Here are the two ways that I was referring to about augmenting the state space (these are illustrative rather than efficient or complete implementations):
- Add a single new terminal state
struct VariableDiscountWrapper1{S, A, F<:Function} <: MDP{Union{S, TerminalState}, A}
m::MDP{S, A}
discount::F
end
function transition(m::VariableDiscountWrapper1, s, a)
td = transition(m.m, s, a)
disc = m.discount(s, a)
return CombinedDistribution([disc=>td, (1-disc)=>Deterministic(terminalstate)])
end
states(m::VariableDiscountWrapper1) = push!(collect(states(m.m)), terminalstate)

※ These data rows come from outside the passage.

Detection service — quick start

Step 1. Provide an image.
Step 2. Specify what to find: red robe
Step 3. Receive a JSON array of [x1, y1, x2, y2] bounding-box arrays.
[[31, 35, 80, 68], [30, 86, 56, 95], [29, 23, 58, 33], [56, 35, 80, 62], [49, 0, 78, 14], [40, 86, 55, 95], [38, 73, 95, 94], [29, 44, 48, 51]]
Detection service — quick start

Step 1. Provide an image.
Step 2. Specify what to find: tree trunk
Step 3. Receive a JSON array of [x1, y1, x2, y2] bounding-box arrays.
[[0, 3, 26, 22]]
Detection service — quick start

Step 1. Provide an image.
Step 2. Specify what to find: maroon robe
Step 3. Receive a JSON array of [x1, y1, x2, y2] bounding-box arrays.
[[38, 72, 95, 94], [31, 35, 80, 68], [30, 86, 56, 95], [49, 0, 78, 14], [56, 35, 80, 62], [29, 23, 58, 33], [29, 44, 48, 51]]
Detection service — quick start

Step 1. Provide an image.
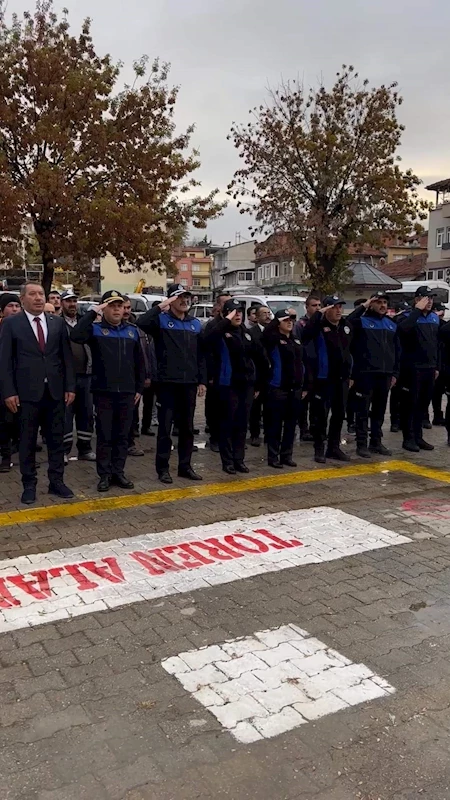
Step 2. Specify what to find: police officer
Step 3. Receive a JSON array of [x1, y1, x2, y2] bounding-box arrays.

# forward other methods to m - we can make something that does this
(CombinedDistribution
hasn't been implemented yet, if it doesn't make sense, let me know)
- Keep track of the discount factor
struct VariableDiscountWrapper2{S, A, F<:Function} <: MDP{Tuple{S, Float64}, A}
m::MDP{S, A}
discount::F
end
initialstate(m::VariableDiscountWrapper2, rng) = (initialstate(m.m), 1.0)
function gen(::DDNNode{:sp}, m::VariableDiscountWrapper2, sd, a, rng)
s, d = sd
sp = gen(DDNNode(:sp), m.m, s, a, rng)
return (sp, d*discount(s, a))
end
function reward(m::VariableDiscountWrapper2, sd, a, sdp)
s, d = sd
sp = sdp[1]
return d*reward(m.m, s, a, sp)
end
# forward other methods to m